I was blessed to spend half of the last 36 years on the bank and wirehouse side, much of it internally running sales forces, and recruiting and designing products. I know from board-level positions how laughable it is to see mutual fund families and stock analysts design entire marketing campaigns around rolling performance numbers and gimmicks to attract inflows. These shenanigans right around St. Patty’s day always give me a sense of appreciation for not only the reason behind the first four letters of the word “analyst,” but also why figures lie and liars figure.

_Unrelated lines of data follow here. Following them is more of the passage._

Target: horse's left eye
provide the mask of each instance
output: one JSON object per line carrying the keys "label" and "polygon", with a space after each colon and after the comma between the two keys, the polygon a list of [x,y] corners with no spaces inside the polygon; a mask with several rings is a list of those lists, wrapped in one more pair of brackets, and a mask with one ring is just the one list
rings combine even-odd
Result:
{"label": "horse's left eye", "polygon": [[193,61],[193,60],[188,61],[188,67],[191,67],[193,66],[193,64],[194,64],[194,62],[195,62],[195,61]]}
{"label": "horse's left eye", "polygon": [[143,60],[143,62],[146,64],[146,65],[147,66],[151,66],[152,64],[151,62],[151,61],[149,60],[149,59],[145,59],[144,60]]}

I am just as embarrassed, in turn, by how the life and annuity business-builders play games with illustrations, dividends and caps on everything from whole life to fixed indexed universal life. So what is Mr. Self-help Tony Robbins up to that would cause Motley Fool to declare index annuities the scourge of the earth and be so dastardly?
There is no doubt that the opportunity cost of not being fully invested in the current fourth-longest bull market in history makes the upside potential of an indexed annuity seem inconsequential relative to the full return of the S&P 500, especially with cap rates stuck in an annual point-to-point range of 3 percent to 5 percent for the last three years. That’s not why savers are pouring tens of billions per annum into FIAs, however, as Motley Fool conveniently overlooks.

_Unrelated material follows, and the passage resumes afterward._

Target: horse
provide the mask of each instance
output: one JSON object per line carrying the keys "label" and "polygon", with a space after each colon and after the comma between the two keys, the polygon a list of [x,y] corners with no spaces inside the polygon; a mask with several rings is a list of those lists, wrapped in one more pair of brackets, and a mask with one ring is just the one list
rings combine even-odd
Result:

Annuity savers buy for two simple reasons: peace of mind and the comfort of knowing that they cannot outlive their income. Investors buy Motley Fool recommendations from their court-jesting crew of crack analysts for a simple reason: They want to grow their money to assure a reasonable return over the cost of future living. That’s why investors subscribe to find out whether dozens of lawsuits will impact the chip-maker for Apple Watches, or if a contrarian bet means payday for speculators when we are wearing Tim Cook t-shirts with two Apple Watches on our hands and feet to check calorie counts from head to toe.

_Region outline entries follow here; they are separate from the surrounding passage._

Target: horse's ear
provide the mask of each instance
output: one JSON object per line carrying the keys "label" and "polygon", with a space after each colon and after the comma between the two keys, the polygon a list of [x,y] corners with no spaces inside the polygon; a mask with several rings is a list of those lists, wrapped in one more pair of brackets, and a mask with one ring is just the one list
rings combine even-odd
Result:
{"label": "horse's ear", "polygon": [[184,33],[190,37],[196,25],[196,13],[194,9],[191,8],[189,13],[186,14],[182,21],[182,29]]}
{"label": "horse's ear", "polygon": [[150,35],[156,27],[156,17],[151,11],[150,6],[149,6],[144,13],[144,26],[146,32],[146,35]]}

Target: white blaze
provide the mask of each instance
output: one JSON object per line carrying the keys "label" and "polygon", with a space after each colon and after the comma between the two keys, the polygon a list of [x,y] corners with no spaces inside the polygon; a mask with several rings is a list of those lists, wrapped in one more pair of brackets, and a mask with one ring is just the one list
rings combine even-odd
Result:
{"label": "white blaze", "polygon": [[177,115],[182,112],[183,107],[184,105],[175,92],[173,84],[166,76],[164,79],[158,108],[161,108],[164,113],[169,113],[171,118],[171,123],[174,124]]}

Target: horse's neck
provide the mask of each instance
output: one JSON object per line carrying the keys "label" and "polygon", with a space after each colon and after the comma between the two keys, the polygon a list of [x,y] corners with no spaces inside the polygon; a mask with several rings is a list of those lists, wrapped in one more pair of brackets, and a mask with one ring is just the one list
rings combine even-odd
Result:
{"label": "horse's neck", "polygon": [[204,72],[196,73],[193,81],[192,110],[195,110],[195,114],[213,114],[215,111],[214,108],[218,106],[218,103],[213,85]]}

Motley Fool fails to point out differing motivations for the two contrasting options available to savers and investors. One — the annuity — is a savings vehicle, and the other one — stock — is an investing vehicle. While Motley Fool is beating up indexed annuities and therefore indexed life about their opportunity costs in a roaring bull market, they fail to point out two additional calculated reasons why some investors may opt to have a portion of their investments in indexed annuities.
While the Fool is talking about how much investors would have lost in opportunity cost through not being invested in stocks the last six years, they fail to emphasize that bonds have outperformed stocks for the last 30 years, according to Barclays, and that because rates are so low, one or two small steps for the Fed to increase rates could set conservative bond investors back with losses more than any other bear market for bonds since the Civil War.
One could look at the low-yielding Japanese bond market in February 2015 and see that a 60 basis point move in Japanese rates upward caused the Japanese 10-year note to drop 6 percent in one week, according to Barclays. FIAs make a good bond substitute.
Maybe Tony Robbins and I do burn the midnight oil until 9:00 p.m. now, but his two chapters on indexed annuities explain why safety and lifetime income as a pension alternative to stocks and bonds will not be burned over the next decade.